Optimistische Jahresprognose

"Die milden Temperaturen haben die Baubranche beflügelt und standen ganz im Gegensatz zum kalten Winter 2013. Wir gehen davon aus, dass sich die Entwicklung im Jahresverlauf nivelliert und erwarten insgesamt für 2014 ein Plus von mindestens 3,5 Prozent im Vergleich zum Vorjahr", sagt Heribert Gondert, Sprecher der Hagebau-Geschäftsführung, laut Mitteilung.
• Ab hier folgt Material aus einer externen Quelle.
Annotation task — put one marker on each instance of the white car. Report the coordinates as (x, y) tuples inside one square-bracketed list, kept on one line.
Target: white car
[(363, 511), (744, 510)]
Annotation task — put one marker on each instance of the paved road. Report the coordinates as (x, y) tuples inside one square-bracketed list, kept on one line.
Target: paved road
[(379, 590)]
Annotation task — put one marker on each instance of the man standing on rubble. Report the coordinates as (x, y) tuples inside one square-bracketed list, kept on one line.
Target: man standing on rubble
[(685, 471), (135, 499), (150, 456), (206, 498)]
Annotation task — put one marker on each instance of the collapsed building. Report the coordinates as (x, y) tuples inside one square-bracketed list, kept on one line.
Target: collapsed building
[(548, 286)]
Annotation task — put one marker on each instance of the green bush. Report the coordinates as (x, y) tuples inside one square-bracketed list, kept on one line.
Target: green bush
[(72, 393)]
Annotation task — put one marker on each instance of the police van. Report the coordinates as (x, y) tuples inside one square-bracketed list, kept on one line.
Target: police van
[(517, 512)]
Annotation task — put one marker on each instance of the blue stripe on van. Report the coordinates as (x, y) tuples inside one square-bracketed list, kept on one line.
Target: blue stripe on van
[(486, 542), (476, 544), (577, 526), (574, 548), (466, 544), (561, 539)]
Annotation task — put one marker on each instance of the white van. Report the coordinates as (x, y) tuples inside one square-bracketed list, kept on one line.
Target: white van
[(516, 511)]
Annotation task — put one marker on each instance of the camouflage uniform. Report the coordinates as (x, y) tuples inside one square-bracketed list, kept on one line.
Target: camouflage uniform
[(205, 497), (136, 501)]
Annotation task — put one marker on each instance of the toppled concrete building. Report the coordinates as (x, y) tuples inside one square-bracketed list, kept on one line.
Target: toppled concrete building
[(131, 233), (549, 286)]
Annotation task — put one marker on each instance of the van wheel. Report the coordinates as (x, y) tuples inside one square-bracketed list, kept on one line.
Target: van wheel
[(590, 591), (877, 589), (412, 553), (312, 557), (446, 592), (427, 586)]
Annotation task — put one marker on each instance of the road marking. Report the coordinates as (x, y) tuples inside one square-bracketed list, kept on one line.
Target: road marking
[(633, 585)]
Noch nicht in die Prognose eingeflossen seien allerdings die Zuwächse durch die Übernahme von Praktiker- und Max-Bahr-Standorten, die für weiteren Auftrieb sorgen würden.

Im Fachhandel verbesserte sich der zentralfakturierte Umsatz der Hagebau-Gruppe im ersten Quartal 2014 um 25,4 Prozent auf 868 Millionen Euro. Der Baustoffhandel legte um 27,8 Prozent auf 644 Millionen Euro zu, der Holzhandel verzeichnete ein Plus von 20,6 Prozent auf 178 Millionen Euro und der Fliesenhandel lag um 12,4 Prozent über dem Vorjahresniveau.

Hagebaumärkte sorgen für Umsatzplus

Auch der Einzelhandel, der von der ZEUS Zentrale für Einkauf und Service betreut wird, erzielte ein gutes Ergebnis. Als größter Umsatzbringer in diesem Bereich erwiesen sich die Hagebaumärkte.

Die 317 (Vorjahr: 293) deutschen Standorte erzielten einen Nettoverkaufsumsatz (Außenumsatz der Händler mit dem Endkunden) von 405 Millionen Euro. Das entspricht einem Plus von 49,0 Prozent, flächenbereinigt von 29,9 Prozent. Die 38 Hagebaumärkte in Österreich konnten bei konstanter Standortzahl um 17,1 Prozent auf 38 Millionen Euro zulegen.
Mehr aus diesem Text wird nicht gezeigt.